National Public Prosecution Authority (NPPA) is set to send an extradition request to the government of DR Congo requesting the transfer to Rwanda of a senior FDLR leader who was recently arrested in the neighbouring country.
Brig. Gen. Leopord Mujyambere, the chief of staff of FOCA, the armed wing of the FDLR, was arrested in the eastern Congolese town of Goma early last week on his return from South Africa, through Zambia.
Mujyambere, with aliases Musenyeri, Achille and Frere Petrus Ibrahim, was intercepted by Congolese secret service and later flown to the capital Kinshasa.
In 2012, the FDLR appointed Mujyambere as their new chief of staff, replacing Leodomir Mugaragu who had been killed.
Speaking to The New Times on Wednesday, Faustin Nkusi, the NPPA spokesperson, said that following Mujyambere’s arrest his office embarked on indictment paperwork.

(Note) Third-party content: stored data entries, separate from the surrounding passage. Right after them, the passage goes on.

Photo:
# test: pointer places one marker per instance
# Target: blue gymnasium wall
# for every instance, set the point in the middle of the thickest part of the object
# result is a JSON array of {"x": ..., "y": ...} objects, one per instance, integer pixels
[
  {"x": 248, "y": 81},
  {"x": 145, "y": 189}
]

Mujyambere faces charges of genocide, crimes against humanity and war crimes, according to prosecution.
“The arrest is commendable and we hope the Congolese authorities will soon send him to Rwanda to stand trial,” he said.
Mujyambere is said to have been a captain in the defunct Rwanda Army Force (ex-FAR), the force that played a central role in the 1994 Genocide against the Tutsi that claimed more than a million lives in three months.
Nkusi said Mujyambere’s criminal record predate the Genocide against Tutsis while he also committed crimes during and after the Genocide.
He’s said to have been part of the deadly attacks by infiltrators, best known locally as abacengezi, in the late 1990s through early 2000s during which many people were killed.
Rwanda has no extradition treaty with DR Congo but both countries have a legal framework under which such issues are handled, Nkusi said.
Sources say Mujyambere was close ally of Sylvestre Mudacumura, the fugitive overall commander of the FDLR militia.
DR Congo is one of the African countries believed to be home to a large number of Genocide suspects and received 46 warrants, while Uganda has received 38 Genocide-related warrants with Burundi receiving 12.
Another 10 arrest warrants were sent to other African countries.